TRIBUNJABAR.ID, PANGANDARAN - Keluhan warga terkait tidak tersedianya obat di sejumlah puskesmas di Kabupaten Pangandaran mendapat perhatian serius dari Dewan Perwakilan Rakyat Daerah (DPRD).
Di tengah temuan bahwa pengadaan obat dan kebutuhan operasional puskesmas belum direalisasikan selama empat bulan pertama tahun 2026, Dinas Kesehatan (Dinkes) Kabupaten Pangandaran menegaskan setiap puskesmas memiliki kewenangan melakukan pengadaan obat secara mandiri apabila stok menipis atau habis.
Sekretaris Dinas Kesehatan Kabupaten Pangandaran, dr. Liza, mengatakan pengelolaan keuangan puskesmas dilakukan secara mandiri, termasuk untuk kebutuhan pengadaan obat-obatan dan alat kesehatan.
"Kalau obat habis, ya harus beli. Puskesmas memiliki pengelolaan sendiri," ujar Liza saat dihubungi Tribun Jabar melalui WhatsApp, Kamis (4/6/2026) malam.
Menurutnya, Dinkes pun sudah melakukan pengecekan ke seluruh puskesmas di Kabupaten Pangandaran dan ternyata tidak menemukan laporan terkait kekosongan obat.

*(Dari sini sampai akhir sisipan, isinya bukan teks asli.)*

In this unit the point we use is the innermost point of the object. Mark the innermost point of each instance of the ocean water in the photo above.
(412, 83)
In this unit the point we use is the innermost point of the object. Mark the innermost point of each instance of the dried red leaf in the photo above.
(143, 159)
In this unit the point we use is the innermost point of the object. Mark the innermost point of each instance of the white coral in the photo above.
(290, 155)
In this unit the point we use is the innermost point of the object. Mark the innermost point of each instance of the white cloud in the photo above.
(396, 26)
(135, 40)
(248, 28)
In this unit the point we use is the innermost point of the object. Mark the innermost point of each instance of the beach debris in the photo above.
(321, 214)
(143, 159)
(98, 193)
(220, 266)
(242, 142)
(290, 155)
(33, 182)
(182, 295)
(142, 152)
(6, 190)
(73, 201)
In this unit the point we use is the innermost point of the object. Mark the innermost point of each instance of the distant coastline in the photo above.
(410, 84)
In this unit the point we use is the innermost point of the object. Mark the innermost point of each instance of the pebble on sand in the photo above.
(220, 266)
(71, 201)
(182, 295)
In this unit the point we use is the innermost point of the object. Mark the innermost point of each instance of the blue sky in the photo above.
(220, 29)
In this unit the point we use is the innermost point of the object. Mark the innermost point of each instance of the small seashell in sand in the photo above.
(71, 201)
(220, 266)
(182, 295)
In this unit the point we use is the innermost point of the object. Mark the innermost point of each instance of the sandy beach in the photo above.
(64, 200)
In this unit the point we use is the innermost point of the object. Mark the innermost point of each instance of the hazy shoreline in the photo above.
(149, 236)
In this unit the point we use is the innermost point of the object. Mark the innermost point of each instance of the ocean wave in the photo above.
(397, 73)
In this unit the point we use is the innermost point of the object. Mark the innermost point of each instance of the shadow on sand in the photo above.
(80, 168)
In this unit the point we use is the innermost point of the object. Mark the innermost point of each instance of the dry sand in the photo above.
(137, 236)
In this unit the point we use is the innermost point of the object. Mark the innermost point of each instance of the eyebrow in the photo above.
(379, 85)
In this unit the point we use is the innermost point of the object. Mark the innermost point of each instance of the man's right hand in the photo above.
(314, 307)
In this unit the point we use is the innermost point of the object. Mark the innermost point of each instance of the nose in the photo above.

"Saya sudah mengecek ke semua puskesmas di Kabupaten Pangandaran. Kalau memang ada yang kosong, silakan lapor. Tapi informasi dari mereka, tidak ada karena mereka mengelola keuangan sendiri," katanya.
Tentu, apabila terjadi kekurangan atau kekosongan stok obat, puskesmas dapat langsung melakukan pengadaan menggunakan dana operasional yang tersedia.
"Jadi kalau misalkan ada kekosongan obat, mereka melakukan pengadaan secara langsung," ucap Liza.
Menurutnya, untuk alokasi penggunaan dana kapitasi BPJS di setiap puskesmas tidak sama. Besaran pembagian antara jasa pelayanan dan biaya operasional disesuaikan dengan kebijakan masing-masing puskesmas.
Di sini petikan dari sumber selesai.